As I’m sure we all have, I seem to have spent most of the last few weeks on Zoom, Teams, Skype, Hangouts and a variety of other video-conferencing tools. Indeed, just this week GuildHE has hosted five network meetings for staff within member institutions speaking to our quality managers, HR managers, librarians and policy and planners as well as our weekly Vice Chancellors call. During these discussions I have been struck by the range of scenarios that members are thinking about for the next academic year.
We’ve moved from the initial frenetic period of responding to the current crisis and now institutions are beginning to consider the short, medium and longer-term implications. Some are even thinking about what has changed for the better that we might want to take forward and where there are opportunities.
Whilst we are all hoping for the best, we are thinking through the various alternative scenarios of how we manage to deliver a high-quality student experience that may be quite different from what was advertised. There have previously been discussions about whether the start of the academic year might need to be delayed, or what happens if there is a second (or even third) wave of lockdown, but even if we do start in September, institutions are thinking through how this might happen.
Options that are being thought-through include whether we start the year entirely online, blended or on-campus but with social distancing. Indeed, many estates staff are currently wandering round campuses with their tape measures trying to work out how many staff and socially distanced students could fit into different rooms, or planning supermarket style one-way systems for narrow corridors.
Others are considering whether there might need to be different approaches for different years – with maybe first years on-campus with social distancing but other years studying online or only coming to campus at particular specified times. It is also worth considering that for some providers with multiple start-dates, or offering accelerated programmes, many of these issues are even more pressing.
One of the key challenges for many GuildHE institutions is the wide variety of professional and technical education that they offer. Many practical subjects are delivered with placements and work-based learning but also a range of subject disciplines that require artistic or performance space, highly specialist equipment, or hands-on experiences with humans and animals, all of which can be relatively difficult to replicate online in a meaningful way.
This poses many questions to institutions, not least what they are able to tell current and prospective students about their academic experiences at the start of the academic year. As we wait to hear more guidance from the CMA there are clearly challenges about wanting to tell prospective students what their experience will be before the end of the current admissions cycle or Clearing, whilst at the same time recognising that the Government is currently working on three-week cycles. How understanding will students be if they are told that hopefully you have experience x, but alternatively you may receive experience y?
Institutions have been busy supporting the mental health needs of staff and students during these past weeks. Indeed, we welcome the recent clarification from OfS that access money not being spent on face-to-face outreach in schools can be spent on a range of other activities supporting vulnerable students including mental health support. However, we still don’t know the longer-term implications of having been on lockdown for several months.
This raises questions of whether they will want to continue their studies, particularly international students, but also how we re-engage students, rebuild an academic community and consider questions around socialisation.
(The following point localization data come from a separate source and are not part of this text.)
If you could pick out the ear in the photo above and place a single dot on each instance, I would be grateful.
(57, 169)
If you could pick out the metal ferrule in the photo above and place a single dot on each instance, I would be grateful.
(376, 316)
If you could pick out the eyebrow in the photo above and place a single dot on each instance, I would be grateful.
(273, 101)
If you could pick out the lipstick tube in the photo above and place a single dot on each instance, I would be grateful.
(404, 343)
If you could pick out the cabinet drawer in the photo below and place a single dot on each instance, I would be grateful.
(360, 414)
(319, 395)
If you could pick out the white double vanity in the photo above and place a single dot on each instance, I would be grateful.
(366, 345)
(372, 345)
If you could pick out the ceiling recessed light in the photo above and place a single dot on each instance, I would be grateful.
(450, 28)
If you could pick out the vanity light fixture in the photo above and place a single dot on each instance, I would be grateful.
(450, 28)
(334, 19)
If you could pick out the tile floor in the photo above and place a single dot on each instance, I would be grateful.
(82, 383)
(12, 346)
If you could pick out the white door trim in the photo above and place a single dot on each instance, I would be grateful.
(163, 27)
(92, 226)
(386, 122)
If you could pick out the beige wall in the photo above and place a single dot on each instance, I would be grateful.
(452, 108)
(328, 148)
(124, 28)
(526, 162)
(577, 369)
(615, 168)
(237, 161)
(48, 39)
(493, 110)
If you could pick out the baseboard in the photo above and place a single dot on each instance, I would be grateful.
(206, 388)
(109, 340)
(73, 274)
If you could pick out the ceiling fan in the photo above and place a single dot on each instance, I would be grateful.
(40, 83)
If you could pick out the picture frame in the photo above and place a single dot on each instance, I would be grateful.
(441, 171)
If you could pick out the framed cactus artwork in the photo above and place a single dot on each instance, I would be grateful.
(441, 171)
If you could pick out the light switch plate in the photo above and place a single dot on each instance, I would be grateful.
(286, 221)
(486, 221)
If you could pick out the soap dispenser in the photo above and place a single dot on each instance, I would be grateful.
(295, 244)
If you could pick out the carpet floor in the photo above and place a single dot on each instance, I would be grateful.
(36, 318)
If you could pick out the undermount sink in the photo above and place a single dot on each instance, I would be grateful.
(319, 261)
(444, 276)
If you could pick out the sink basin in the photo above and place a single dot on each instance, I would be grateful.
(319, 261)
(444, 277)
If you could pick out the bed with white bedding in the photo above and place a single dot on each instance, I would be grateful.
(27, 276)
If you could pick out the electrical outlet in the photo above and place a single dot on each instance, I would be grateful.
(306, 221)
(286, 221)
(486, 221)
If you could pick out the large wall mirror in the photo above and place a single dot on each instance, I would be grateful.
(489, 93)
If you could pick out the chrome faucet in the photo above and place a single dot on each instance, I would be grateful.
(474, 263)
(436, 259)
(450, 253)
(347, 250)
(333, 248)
This will raise many questions around transitions – from a disrupted school experience into first year, and from a disrupted first and second year into later years at university. There are also questions about the wider student experience that can be a key attraction of “going to Uni” and many students’ unions are currently considering how they deliver virtual or distanced Freshers Weeks.
The impact on students has been much discussed but the impact on staff will be equally important, many of whom may be returning from furlough. Socially distancing classrooms is one thing, but open-plan offices are quite another! Indeed, some institutions are thinking about morning or afternoon shifts for staff or allowing more working from home.
The staff in the higher education sector have reacted incredibly well to the current crisis and getting their teaching materials online and supporting students. But this level of change is not sustainable month after month and so how we support the mental health needs of staff will be essential to the longer-term resilience of the sector but also considering the discombobulating impact of completely turning your teaching style upside for some staff to supporting learning online.
Now that we are seeing the benefits of a more blended approach to learning are we going to simply return to old models of teaching? But if we are to get the most out of these blended approaches there will need to be significant investment in online resources and support for staff and students to get the most out of them.
The higher education sector in five-years time is likely to look quite a lot different from the one pre-Covid. We should however consider what features of the higher education sector that we would like to retain but also consider what might have changed for the better, not least their increased engagement with their local communities. We look forward to engaging our members further in these discussions and contributing to the work of other organisations that are helping consider these issues. It will be the most flexible, innovative and agile institutions that are best able to respond to the opportunities and likely to weather the current financial challenges.